Na divagação de uma mente exausta pelas belezas feias que desfilavam entre uma hora de almoço e a hora em que o mundo recai em um manto de várias cores, todas de uma única vez, a Distância, anjo que aproxima e faz milagres acontecerem, colocou entre um abismo e uma espada aqueles quatro olhos que um dia silenciaram em uma rodoviária de interior no momento em que um descobriu que amava o outro.
_O que foi? – Disse.
_Nada. – respondeu com os olhos fixos nos outros dois. Os ônibus entravam e saiam do terminal de embarque sempre vazios, como quando uma mágoa invade as pupilas e retira o brilho do olhar daqueles que viajam para esquecer aquilo que nem todo espaço físico é capaz de sarar. Do olhar para as malas de estranhos ela procurava espantar o medo de não estar ali, de aquele momento não ser real.
_ Você quer dizer alguma coisa. Diga! – retrucou – Você sempre cala quando é para falar e chora quando é para explodir. Diga!

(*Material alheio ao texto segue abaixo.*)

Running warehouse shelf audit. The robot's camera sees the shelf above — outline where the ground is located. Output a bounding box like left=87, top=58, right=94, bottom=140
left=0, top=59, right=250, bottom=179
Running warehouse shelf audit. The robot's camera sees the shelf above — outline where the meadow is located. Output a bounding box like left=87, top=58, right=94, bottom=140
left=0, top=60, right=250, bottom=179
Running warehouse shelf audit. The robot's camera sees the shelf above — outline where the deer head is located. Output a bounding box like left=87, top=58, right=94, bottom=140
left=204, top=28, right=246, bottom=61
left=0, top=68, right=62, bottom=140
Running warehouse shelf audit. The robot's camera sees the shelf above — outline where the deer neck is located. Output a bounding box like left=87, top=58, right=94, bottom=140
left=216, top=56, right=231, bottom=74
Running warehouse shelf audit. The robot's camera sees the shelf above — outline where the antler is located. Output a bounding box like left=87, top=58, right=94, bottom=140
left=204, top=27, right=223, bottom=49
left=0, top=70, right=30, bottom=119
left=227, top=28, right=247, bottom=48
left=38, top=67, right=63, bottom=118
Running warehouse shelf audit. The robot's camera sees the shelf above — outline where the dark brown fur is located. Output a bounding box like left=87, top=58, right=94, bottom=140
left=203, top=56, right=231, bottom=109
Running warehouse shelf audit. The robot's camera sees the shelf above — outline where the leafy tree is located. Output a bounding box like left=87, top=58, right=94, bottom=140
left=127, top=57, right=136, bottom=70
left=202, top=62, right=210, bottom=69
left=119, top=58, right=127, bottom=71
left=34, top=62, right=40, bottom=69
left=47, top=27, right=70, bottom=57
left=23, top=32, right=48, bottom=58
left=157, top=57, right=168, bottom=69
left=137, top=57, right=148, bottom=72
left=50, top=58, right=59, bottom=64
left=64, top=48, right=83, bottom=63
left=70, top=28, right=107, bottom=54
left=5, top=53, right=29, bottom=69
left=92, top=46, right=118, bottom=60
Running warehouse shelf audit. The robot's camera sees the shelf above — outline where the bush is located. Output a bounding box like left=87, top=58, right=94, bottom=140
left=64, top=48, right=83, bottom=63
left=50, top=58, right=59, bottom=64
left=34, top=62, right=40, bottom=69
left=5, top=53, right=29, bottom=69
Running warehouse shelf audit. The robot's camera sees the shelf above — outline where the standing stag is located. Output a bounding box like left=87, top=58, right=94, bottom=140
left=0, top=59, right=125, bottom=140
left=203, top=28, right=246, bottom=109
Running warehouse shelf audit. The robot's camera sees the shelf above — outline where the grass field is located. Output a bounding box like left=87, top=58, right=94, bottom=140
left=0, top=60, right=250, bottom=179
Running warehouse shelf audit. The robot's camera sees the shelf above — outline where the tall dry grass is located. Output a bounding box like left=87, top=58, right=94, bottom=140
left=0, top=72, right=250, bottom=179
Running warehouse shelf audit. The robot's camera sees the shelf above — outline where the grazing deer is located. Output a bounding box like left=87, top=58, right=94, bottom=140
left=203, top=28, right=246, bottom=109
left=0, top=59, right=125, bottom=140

_ Não é nada! – disse e virou-se procurando algo que a escondesse, mas que a deixasse ali, junto com o outro, ao som suave das palavras que não precisam ser ditas, apenas recebidas.
No transcorrer dos dias, quando falar não era preciso, ela disse aquilo que tinha calado. E explicou que os olhos negros, profundos, intimidaram-na quando ia dizer que o amava. Os mesmos olhos negros, talvez nem tão profundos assim, que temiam que ela dissesse aquilo que poderia se arrepender depois.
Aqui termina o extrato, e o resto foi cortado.